Saber construir perguntas, é isso?

Precisamente, e quase em cima do acontecimento. Temos de estar muito atentos à realidade, pensar no que devemos procu­rar para aumentar as hipóteses de ter um projecto de vida. E não estar apenas atado, como vejo, nestes movimentos da Natureza e de não sei o quê. Não percebo aquelas almas, parecem-me uns neo-hippies, mas ainda mais re­tintos, com uma visão romântica do mundo, assim como as suas causas. E onde ficam os pobres, a injustiça, os desgraçados? Ago­ra é só os animais e a natureza e o carbono? Não entendo. Mas também, depois de andarem a ser martelados desde a pré-pri­mária, o lixo, o não sei que mais, claro que só podia dar nisto. E vivem num tempo em que é fá­cil criar cenários apocalípticos, com o aquecimento global, as alterações climáticas, acreditam que é com pequenos gestos que vão resolver tudo. Uma tontice.

Mas não sendo assim…

Quando surge uma questão, a melhor forma de a perceber é fa­zer a estatística, perceber quem é que produz o CO2, e assim logo se vê se isto é um problema muito meu ou se o plástico que aparece nas praias foi produzi­do aqui. Não foi! Esse assunto já foi estudado, 80% dos plásticos entra nos oceanos por três rios: o que vem da China, da Índia e de África. Mas isto acontece em quase todas as questões am­bientais; são globais, mas não se faz ecologia política. É muito mais fácil designar entidades abstractas, como o individuo, as pessoas, o homem, e pensar que a Terra é como uma nave espacial. Mas não é. Não tem comandante, não se sabe para onde vai. Veja-se África, uma desgraça, há problemas incríveis que não desatam.

 É certo, cada vez menos se fala de África…

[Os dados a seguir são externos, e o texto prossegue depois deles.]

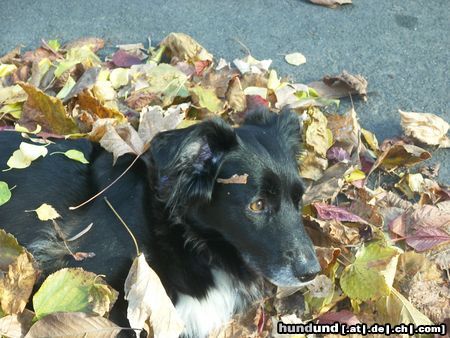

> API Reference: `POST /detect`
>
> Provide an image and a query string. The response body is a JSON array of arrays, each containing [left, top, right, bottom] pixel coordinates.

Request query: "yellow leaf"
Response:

Claramente. Aliás, um efeito colateral da agenda ambien­tal é que pelos vistos a pobreza do mundo está resolvida. Tudo isto é paradoxal, um entretém. Não se fala porque se calhar não convém. Até porque, pelos vis­tos, não há nenhuma institui­ção a nível mundial que tenha poder a nível global. Dantes ha­via a ONU, que ainda mandava qualquer coisa; agora nem essa. Tudo tem a ver com determina­dos poderes que vão imergindo, como a China, ou de políticas por parte de países muito importan­tes, como os EUA, que ora viram para ali ou para acolá. Não vejo onde é que está a tal concerta­ção. Ainda agora houve a cimei­ra do clima na Polónia, e até se pode tentar encontrar soluções, mas quem é que vai organi­zar a agenda? O que sabemos da evolução do globo é que já houve tantas mudanças climá­ticas, mas intervaladas sempre em centenas de milhares ou de milhões de anos. Na última gla­ciação, Portugal estava todo de­baixo de uma calote de gelo. Não foi assim há tanto tempo, geolo­gicamente falando. Será que de repente os processos geológicos do Antropoceno entrarem em modo acelerado e começámos a pensar as eras geológicas como relógios? Parece-me estranho. Há uma visão muito enviesada da realidade.

Será que as pessoas se sentem de tal forma manietadas que ao fazerem parte destes movimen­tos acham que conseguem fazer a diferença?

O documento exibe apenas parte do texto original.